= Tokyo Watanabe Bank =

Tokyo Watanabe Bank (東京渡辺銀行, Tōkyō Watanabe Ginkō), originally named the Twenty-Seventh National Bank (第二十七国立銀行, Dai-Nijūshichi Kokuritsu Ginkō), was a commercial bank based in Tokyo, Japan.

It was founded in 1877 and managed by Watanabe Jiemon IX, who ranked as the fifth wealthiest landlord in Tokyo City during the first decade of the 20th century. Upon his death in 1909, his son Genjiro took over presidency and renamed himself Watanabe Jiemon X.

== Bankruptcy ==
During World War I, the Watanabe family made investment in unsound ventures by making the bank put out more than 26 million yen to them. After the war and the Great Kantō earthquake, they began to have trouble repaying the debts, most of which were unsecured. The president borrowed cash from usurers and diverted the working capital of its subsidiaries through fraud and misappropriation to avoid bankruptcy.

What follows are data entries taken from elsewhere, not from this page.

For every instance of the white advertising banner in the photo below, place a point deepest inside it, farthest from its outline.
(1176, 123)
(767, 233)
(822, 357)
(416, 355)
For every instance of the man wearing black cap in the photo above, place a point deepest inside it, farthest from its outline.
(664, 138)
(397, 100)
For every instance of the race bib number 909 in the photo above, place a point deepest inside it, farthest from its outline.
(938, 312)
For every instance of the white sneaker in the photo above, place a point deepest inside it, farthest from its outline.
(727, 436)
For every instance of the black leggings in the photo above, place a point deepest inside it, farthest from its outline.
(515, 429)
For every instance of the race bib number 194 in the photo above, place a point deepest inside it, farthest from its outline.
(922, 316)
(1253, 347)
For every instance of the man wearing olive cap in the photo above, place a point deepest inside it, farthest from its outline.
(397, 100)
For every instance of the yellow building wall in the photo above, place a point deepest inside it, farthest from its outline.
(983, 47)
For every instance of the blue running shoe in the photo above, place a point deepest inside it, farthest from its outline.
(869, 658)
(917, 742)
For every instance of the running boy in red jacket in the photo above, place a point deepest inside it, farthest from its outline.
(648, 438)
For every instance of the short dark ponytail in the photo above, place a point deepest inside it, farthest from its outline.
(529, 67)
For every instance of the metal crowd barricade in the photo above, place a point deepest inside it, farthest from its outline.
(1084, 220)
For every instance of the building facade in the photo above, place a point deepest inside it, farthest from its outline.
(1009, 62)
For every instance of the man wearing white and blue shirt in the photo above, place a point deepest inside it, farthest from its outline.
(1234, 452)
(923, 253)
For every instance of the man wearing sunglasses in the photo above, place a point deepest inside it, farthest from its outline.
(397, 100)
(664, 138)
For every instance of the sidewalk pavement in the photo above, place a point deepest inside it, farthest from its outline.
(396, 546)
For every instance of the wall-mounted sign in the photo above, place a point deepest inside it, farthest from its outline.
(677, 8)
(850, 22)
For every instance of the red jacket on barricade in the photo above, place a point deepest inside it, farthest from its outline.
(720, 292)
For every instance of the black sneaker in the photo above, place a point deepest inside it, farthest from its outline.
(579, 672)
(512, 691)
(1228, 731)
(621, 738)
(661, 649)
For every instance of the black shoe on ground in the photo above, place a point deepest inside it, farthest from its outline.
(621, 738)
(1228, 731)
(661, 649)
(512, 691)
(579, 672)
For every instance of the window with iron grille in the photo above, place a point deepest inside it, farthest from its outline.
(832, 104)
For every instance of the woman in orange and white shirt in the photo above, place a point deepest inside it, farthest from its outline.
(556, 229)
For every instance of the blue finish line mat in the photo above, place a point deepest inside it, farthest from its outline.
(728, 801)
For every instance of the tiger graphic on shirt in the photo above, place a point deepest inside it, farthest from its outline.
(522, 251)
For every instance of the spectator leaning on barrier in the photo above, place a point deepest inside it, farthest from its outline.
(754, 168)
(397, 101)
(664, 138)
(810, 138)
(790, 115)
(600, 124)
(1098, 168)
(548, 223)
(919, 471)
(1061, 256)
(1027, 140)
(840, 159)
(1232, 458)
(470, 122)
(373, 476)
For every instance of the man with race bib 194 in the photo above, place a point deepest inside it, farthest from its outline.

The bank became nearly insolvent as its shoestring operation came to light in business magazines in February 1927. Its senior managing director was sent to the Ministry of Finance to ask for a government-financed bailout on 14 March 1927. However, due to some miscommunication, Finance Minister Kataoka Naoharu stated in the Imperial Diet that the bank had just gone bankrupt. His false statement led to a bank run and the bank's real bankruptcy, triggering the Shōwa financial crisis.